XIX : Les chemins de fer, transportant rapidement et à bas prix les vins du midi de la France, provoque une concurrence rude.

1888 : Le phylloxéra ravage tout le vignoble dans l'Aube. A la veille de cette invasion le vignoble comptait 18 000 ha. Un exode massif s'opère parmi les ouvriers et les vignerons appauvris. La reconstruction va s'effectuer par greffage du Gamay, cépage de moindre qualité, qui donne une qualité de vin inférieure. La récolte de 1910 fut très médiocre.

1905-1908 : Les champenois demandent au Ministère de l'Agriculture la délimitation précise de la Champagne viticole et l'exclusivité du nom de " Champagne " réservé aux vins " récoltés et manutentionnés ".

1908 : Première délimitation sur le critère de tradition viticole : la Marne (Reims, Epernay, Vitry-le-François) et l'Aisne constituent la zone d'appellation qui représente environ 1 500 ha. Le puissant syndicat des vignerons oeuvre pour exclure la Côte des Bar. Le prétexte est que, jusqu'à la Révolution, le comté de Bar faisait partie de la province de Bourgogne.

Février 1909 : La loi interdisant aux vignerons aubois de vendre leur raisin à la Marne pour la fabrication du champagne, met le feu aux poudres.

Juin 1909 : Le gouvernement créé une appellation " Champagne " de deuxième zone. C'est un véritable appel au rabais qui ne peut satisfaire les producteurs. L'agitation se poursuit jusqu'à la déclaration de guerre de 1914.

Janvier 1911 : Un décret tombe comme une déclaration de guerre : interdiction aux vignerons de l'Aube de vendre leurs vins pour la champagnisation. La révolte éclata, avec à sa tête Gaston Checq (originaire de Bar-sur-Aube). Les vignerons poussèrent les élus à démissionner.

Mars 1911 : Des soulèvements se produisent dans les deux Bar.
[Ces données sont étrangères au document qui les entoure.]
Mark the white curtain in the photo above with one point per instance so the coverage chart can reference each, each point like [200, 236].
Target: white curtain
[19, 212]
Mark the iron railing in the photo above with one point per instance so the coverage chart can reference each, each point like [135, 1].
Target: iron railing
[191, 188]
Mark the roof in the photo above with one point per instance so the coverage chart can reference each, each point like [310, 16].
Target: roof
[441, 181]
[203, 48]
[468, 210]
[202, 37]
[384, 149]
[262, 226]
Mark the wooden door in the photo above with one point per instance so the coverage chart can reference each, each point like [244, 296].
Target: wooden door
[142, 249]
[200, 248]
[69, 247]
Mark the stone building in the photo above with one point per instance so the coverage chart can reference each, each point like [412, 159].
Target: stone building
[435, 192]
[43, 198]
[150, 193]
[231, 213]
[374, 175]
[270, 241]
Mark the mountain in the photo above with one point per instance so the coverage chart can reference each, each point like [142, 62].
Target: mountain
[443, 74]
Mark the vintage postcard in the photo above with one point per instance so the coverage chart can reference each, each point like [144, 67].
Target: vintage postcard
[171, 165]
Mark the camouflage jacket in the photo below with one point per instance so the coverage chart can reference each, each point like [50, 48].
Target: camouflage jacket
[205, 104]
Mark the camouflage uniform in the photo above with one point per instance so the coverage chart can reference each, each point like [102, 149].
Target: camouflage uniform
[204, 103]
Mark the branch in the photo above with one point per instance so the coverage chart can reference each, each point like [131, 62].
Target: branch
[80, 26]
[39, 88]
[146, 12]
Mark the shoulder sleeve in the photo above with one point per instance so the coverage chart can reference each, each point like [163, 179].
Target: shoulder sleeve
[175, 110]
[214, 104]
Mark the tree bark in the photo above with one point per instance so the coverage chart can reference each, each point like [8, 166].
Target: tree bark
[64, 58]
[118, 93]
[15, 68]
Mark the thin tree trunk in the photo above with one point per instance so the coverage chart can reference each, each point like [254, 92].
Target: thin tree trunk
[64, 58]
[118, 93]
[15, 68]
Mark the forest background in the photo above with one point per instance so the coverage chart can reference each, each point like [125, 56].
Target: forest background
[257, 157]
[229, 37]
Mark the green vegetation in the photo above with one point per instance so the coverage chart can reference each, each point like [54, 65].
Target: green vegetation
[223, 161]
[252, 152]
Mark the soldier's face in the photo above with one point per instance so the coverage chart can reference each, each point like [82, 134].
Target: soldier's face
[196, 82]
Le gouvernement, inquiet d'un mouvement qui pourrait s'étendre, saisit le dossier afin de revoir la délimitation de la Champagne viticole.
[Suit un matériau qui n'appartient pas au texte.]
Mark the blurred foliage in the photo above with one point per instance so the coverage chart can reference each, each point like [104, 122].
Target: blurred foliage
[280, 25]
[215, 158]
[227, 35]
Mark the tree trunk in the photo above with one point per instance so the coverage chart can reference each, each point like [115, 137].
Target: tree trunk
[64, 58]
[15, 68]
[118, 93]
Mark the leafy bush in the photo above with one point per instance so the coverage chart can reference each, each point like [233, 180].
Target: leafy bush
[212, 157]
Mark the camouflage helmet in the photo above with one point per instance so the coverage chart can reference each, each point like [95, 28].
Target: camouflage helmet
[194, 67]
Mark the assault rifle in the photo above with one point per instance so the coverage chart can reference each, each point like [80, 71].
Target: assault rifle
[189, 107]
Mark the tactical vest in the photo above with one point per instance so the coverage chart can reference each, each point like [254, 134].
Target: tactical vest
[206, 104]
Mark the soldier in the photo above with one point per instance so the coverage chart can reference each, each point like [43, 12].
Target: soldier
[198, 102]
1914-1918 : De nombreux vignerons périssent et bien des vignes sont abandonnées.

22 Juillet 1927 : Les terroirs de l'Aube sont réintégrés à la zone d'appellation contrôlée. 60 communes ont obtenu le droit à l'appellation à condition de remplacer le Gamay (raisin de moindre qualité), par des cépages nobles. La superficie de la zone viticole, définie par la loi, est de 34 000 ha.
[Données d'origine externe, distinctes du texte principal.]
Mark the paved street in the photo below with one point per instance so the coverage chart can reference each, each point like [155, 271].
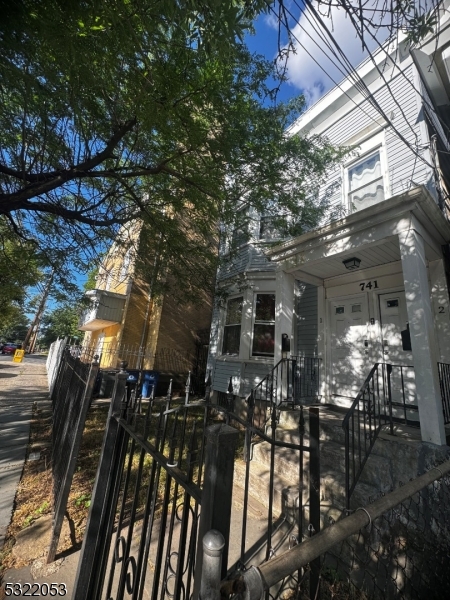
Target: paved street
[21, 384]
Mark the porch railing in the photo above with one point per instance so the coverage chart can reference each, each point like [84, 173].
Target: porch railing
[444, 382]
[292, 381]
[374, 407]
1926-1929 : De terribles gelées causent des dégâts considérables dans les vignes.

1930 : La crise économique provoque le déclin du vignoble de la Côte des Bar.

1919 : La bataille des appellations reprend.

1939-1945 : La reconstruction du vignoble, en cépages nobles (Pinot Noir, Pinot Meunier et Chardonnay), ne fut menée à bien qu'après la seconde guerre mondiale. Le Barséquanais et le Barsuraubois forment donc l'essentiel du vignoble de la Côte des Bar, sans oublier Montgueux, colline crayeuse à l'ouest de Troyes.
Aujourd'hui les vignes sont surtout localisées sur les pentes bien égouttées à flan de coteaux, sur les calcaires marneux qui affleurent du côté de Ville-sur-arce. On peut dire à l'heure actuelle que l'Aube retrouve la place qu'elle occupait au Moyen-Age.